You can always count on mertsj to crash the party
p=perimeter....so that equation would be correct tho?
What do you think the 46 is for?
ahhh i wasn't sure...
There are 46 feet of fence, so P=46.
Mertsj, when you see me helping a student, I don't think you should interfere like that. You're the only person here that does that and I don't appreciate it. I will be discussing this with the mods. I've asked you countless times to respect my wishes, but you continue to ignore me.
you are my hero, hero! i appreciate that you didnt give me the final answer so that i could try and figure it out myself
Okay, not to worry. I will discuss this issue with the mods and hopefully get a resolution we can all agree with.

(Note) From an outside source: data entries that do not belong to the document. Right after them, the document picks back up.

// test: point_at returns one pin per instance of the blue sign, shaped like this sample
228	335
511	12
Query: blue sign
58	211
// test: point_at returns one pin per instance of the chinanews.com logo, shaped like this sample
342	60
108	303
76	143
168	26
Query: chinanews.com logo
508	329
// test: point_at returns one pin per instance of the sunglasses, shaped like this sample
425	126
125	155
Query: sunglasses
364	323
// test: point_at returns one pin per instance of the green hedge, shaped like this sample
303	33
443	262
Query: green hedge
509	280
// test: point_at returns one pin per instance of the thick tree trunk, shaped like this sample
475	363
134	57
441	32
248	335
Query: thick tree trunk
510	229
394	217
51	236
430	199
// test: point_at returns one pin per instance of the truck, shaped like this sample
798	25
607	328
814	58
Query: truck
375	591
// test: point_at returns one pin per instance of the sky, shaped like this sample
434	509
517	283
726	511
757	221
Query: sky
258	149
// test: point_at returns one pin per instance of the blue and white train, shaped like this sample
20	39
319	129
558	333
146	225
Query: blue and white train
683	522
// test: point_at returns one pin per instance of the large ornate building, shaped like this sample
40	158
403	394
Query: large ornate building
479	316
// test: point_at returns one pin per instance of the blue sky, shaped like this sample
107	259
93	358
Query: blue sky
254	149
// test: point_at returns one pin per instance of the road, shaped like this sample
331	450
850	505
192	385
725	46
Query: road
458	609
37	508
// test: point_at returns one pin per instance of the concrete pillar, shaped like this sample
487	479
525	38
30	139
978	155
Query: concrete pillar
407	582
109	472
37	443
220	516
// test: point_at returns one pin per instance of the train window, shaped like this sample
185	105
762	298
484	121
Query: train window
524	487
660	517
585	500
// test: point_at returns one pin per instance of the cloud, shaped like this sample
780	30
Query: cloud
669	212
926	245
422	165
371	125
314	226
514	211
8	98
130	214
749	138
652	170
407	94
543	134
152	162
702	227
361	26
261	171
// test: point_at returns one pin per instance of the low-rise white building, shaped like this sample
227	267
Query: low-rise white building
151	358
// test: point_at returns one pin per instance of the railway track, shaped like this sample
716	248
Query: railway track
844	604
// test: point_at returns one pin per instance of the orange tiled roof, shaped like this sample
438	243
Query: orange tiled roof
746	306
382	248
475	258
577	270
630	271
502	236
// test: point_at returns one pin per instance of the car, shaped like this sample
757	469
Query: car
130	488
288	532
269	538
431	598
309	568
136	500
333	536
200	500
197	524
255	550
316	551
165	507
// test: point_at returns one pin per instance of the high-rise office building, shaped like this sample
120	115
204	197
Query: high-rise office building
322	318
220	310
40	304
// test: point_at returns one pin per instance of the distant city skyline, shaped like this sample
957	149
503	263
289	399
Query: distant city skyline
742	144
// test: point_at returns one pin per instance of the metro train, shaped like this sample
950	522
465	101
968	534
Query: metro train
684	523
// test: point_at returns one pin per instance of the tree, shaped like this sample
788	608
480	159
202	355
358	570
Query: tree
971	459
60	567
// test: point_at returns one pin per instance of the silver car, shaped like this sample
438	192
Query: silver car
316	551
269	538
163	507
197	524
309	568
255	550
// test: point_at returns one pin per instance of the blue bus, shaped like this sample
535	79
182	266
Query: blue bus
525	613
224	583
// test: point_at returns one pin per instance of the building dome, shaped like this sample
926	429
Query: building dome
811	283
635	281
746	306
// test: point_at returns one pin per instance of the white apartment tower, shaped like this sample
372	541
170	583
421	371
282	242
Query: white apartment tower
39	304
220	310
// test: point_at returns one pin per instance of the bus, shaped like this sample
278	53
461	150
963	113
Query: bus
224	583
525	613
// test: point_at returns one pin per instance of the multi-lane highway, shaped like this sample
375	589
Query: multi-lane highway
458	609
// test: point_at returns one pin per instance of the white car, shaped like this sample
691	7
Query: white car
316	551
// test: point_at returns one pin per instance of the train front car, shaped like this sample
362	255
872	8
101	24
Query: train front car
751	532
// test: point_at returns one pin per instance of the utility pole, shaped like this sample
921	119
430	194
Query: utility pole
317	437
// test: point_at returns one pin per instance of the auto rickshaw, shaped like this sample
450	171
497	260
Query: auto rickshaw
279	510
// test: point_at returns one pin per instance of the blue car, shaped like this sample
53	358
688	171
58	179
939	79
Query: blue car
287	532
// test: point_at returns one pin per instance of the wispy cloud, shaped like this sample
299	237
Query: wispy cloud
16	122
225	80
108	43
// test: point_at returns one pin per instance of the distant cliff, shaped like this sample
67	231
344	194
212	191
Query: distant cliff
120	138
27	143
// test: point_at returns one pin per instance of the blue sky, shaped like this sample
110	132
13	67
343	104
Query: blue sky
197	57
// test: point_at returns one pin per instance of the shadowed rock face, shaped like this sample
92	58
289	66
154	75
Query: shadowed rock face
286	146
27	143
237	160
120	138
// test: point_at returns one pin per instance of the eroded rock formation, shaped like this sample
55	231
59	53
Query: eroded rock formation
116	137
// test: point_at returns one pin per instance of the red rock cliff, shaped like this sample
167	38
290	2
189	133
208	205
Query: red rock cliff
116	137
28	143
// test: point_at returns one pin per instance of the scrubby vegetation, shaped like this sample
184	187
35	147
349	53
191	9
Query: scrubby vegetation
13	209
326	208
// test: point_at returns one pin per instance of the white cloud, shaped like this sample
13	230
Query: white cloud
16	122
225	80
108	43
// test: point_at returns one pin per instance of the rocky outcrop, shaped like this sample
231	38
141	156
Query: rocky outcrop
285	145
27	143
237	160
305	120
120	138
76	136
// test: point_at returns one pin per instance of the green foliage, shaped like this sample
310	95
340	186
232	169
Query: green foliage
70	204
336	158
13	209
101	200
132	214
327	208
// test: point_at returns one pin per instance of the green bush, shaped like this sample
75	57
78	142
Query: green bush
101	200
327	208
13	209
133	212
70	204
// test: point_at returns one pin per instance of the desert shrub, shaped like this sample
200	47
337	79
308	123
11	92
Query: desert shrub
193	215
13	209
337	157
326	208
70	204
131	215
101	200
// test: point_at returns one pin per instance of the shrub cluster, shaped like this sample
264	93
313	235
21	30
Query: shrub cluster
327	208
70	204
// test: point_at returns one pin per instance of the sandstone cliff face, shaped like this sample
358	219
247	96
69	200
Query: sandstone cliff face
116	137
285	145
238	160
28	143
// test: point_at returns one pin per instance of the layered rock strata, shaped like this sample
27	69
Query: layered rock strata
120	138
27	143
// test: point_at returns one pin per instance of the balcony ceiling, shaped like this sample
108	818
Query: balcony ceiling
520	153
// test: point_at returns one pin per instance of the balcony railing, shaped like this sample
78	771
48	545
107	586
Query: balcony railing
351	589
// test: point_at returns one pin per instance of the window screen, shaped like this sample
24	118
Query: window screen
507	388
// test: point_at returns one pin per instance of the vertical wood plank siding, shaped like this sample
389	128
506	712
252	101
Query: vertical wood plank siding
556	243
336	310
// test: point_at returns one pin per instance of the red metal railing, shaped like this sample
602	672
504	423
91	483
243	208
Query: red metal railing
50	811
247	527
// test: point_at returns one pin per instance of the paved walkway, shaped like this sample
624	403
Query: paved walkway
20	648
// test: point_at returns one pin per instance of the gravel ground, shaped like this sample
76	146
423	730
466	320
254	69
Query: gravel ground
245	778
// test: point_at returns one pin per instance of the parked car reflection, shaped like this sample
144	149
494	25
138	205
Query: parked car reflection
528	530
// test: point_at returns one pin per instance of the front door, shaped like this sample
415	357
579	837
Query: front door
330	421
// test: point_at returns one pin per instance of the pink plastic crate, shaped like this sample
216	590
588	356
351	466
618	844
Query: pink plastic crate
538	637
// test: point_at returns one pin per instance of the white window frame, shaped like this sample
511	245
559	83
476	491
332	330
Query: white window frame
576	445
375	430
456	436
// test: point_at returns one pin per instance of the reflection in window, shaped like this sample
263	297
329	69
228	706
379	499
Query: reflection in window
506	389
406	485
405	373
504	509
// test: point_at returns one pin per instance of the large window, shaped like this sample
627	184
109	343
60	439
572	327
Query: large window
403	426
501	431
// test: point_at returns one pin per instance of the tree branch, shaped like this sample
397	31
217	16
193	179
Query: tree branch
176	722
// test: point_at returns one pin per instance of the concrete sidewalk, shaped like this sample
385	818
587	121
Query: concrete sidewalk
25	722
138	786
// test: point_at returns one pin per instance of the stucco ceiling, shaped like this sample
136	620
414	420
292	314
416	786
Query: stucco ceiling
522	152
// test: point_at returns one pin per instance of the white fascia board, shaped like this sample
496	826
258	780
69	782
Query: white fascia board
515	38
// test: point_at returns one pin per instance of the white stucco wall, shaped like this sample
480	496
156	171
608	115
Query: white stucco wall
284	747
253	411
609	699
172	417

The only problem is, mertsj seems to not want to communicate with me, which makes the matter much more difficult. I will be directing the mods and administrators to this chat. Thanks for providing your feedback regarding this. That helps a lot.
ok, so part b of this problem is finding the area of the garden. if the area is the length times the width would the equation be a=(x+4)(2x +4) and would a=46 squared?
Yes, however, it will be much more easier to solve if you use the first equation you created to solve for x.
The one you created where you included the P variable.
oh so just plug in 5 for x?
i got a=126 but the book says the answer is 50 sq ft...
So me the work you did to find the area
Show all of your work actually...For both perimeter and area
a= (x+4)(2x+4) a= (5+4)(2(5)+4) a=(9)(14) a=126
p=2(x+4)+2(2x+4)=46 2x+8+4x+8=46 6x+16=46\ 6x=30 x=5; 2x=10 5 by 10
Yes, that is correct. Is that your corrected solution?
the book says the area is 50 sq ft, not 126
The solution is indeed 50. For next time, you have to read the question more carefully so that you can avoid making such mistakes.
ohhhhh so the inside then not the fencing....
Read the original question again
It asked for the dimensions of the garden, not the fencing
haha ok so a gardener has 46 ft of fencing to be used to enclose a rectangular garden that has a border of 2 ft wide surrounding it. so the area of that would be a=2x?
But you already calculated the correct area. I don't understand how you're still confused about this.